We will be paying the money for this project. There was a time when public projects were put up for tender and, under the laws of public procurement, the lowest price did not automatically win the contract. The best suited contractor, when price and experience were taken into account, would win the contract but every other competitor in the public procurement process would be informed of the outcome of the tendering process. Suddenly this information is secret and cannot be obtained due to commercial sensitivities. That was the explanation Mr. Matt Twomey, assistant city manager, gave the public when the Minister for the Environment, Heritage and Local Government, Deputy John Gormley, and I were both on this side of the House and queried Deputy Gormley's predecessor on this matter.

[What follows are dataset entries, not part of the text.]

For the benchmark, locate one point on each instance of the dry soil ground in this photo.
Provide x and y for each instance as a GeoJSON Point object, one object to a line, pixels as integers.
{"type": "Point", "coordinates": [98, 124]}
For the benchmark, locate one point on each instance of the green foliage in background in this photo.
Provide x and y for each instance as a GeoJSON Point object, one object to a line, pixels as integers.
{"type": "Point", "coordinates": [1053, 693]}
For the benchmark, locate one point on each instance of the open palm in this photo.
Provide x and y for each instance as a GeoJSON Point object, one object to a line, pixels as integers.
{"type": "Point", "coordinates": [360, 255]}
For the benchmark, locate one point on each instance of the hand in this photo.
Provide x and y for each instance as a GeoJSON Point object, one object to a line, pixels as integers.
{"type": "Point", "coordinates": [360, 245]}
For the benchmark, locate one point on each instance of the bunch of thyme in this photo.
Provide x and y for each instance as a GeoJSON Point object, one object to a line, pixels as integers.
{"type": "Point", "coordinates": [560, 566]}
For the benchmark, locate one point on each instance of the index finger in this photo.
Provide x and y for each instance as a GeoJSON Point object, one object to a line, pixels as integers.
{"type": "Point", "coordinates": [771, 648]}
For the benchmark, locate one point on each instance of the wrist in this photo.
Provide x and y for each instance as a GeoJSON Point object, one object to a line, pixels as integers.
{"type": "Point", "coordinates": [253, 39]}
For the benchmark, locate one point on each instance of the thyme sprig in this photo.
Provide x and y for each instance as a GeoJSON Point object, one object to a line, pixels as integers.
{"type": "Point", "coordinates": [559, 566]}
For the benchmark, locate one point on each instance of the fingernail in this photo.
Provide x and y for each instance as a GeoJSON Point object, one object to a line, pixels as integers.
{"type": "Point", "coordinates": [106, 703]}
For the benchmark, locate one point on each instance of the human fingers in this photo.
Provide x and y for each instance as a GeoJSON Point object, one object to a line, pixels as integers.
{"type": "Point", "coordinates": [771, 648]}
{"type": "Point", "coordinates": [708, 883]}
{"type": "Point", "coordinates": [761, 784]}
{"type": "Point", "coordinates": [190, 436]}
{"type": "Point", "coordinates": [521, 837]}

Who else is bidding to build an incinerator in the Dublin area and what commercial sensitivity applies? What legal advice did the Minister take from lawyers in the Green Party regarding his manoeuvrability on this issue? The Minister for the Environment, Heritage and Local Government, Deputy John Gormley, correctly says that our former constituency colleague, Mr. Michael McDowell, did not sit in the Custom House as Minister for Justice, Equality and Law reform and did not possess the statutory powers of the Minister for the Environment, Heritage and Local Government in this regard. Mr. McDowell was merely a Cabinet colleague and he could ask and make requests, but the Minister for the Environment, Heritage and Local Government, Deputy John Gormley, has executive powers which he is failing to implement in terms of value for money and the legal constraints on the contract that has been agreed.

Nobody knows the terms of the contract agreed with DONG. We do not know if they are compliant and we do not know if they are costed. I am sure Merrion Street would like information in this regard. Earlier today we were told that public scrutiny by the Opposition in this House is being eroded systematically. We can no longer ask questions about the Health Service Executive and prosecutions of people who do not pay the television licence fee. I thought the Green Party went into Government to avoid the shackles of impotence that are being imposed on the Opposition. I thought the purpose of having the Minister of State at the Department of Agriculture, Fisheries and Food, Deputy Trevor Sargent, the Minister for Communications, Energy and Natural Resources, Deputy Eamon Ryan, and the Minister for the Environment, Heritage and Local Government, Deputy John Gormley, at the Cabinet table was to allow them request this information. I thought they could use their extensive powers to get a second opinion and to review the commercial viability of the Poolbeg incinerator, because we are ahead of our targets for waste reduction and the volume of incinerable waste is falling.

Can the Minister examine the change in circumstances regarding access to the site? In case he does not know I can tell the Minister, as one of his constituents, that from 4 p.m. until around 7 p.m., from the Merrion Gates or the Martello tower to the toll bridge, traffic is back to back. The Minister knows, from living in Ringsend, what traffic is like. Now we are to be asked to allow more trucks into the area, though we cannot get the precise number calculated from Mr. Matt Twomey. Deputy Olivia Mitchell is recognised by all in this House as a person who knows the traffic statistics for the greater Dublin area and she points out that the traffic implications of the location of the Poolbeg incinerator may be serious.

The acting leader of the Green Party has given the Minister plenty of cover for tonight but when he has time he might tell the people in Ringsend Park, Sandymount and O'Rahilly House not what he did in the past, not how he saved the world from bio-burn and so on, but rather how he consciously compromised his principles to go into office. On balance, the Minister felt he could do some good inside the tent and I can accept that logic and have applied it to myself previously. Now the Minister must deliver and must find every instrument of power and ingenuity open to him. He must not take no for an answer.

I once received no for an answer when I was told that under EU law I could not ban the importation of South African fruit. The Attorney General of the time said it was not possible but, because I wanted to find an answer and would not take no for an answer, we ultimately found a legally viable solution to the conundrum. If being a Green Party member in Cabinet means anything the Minister must start finding answers soon. He can start by tearing up the ridiculous script he read into the record of the House.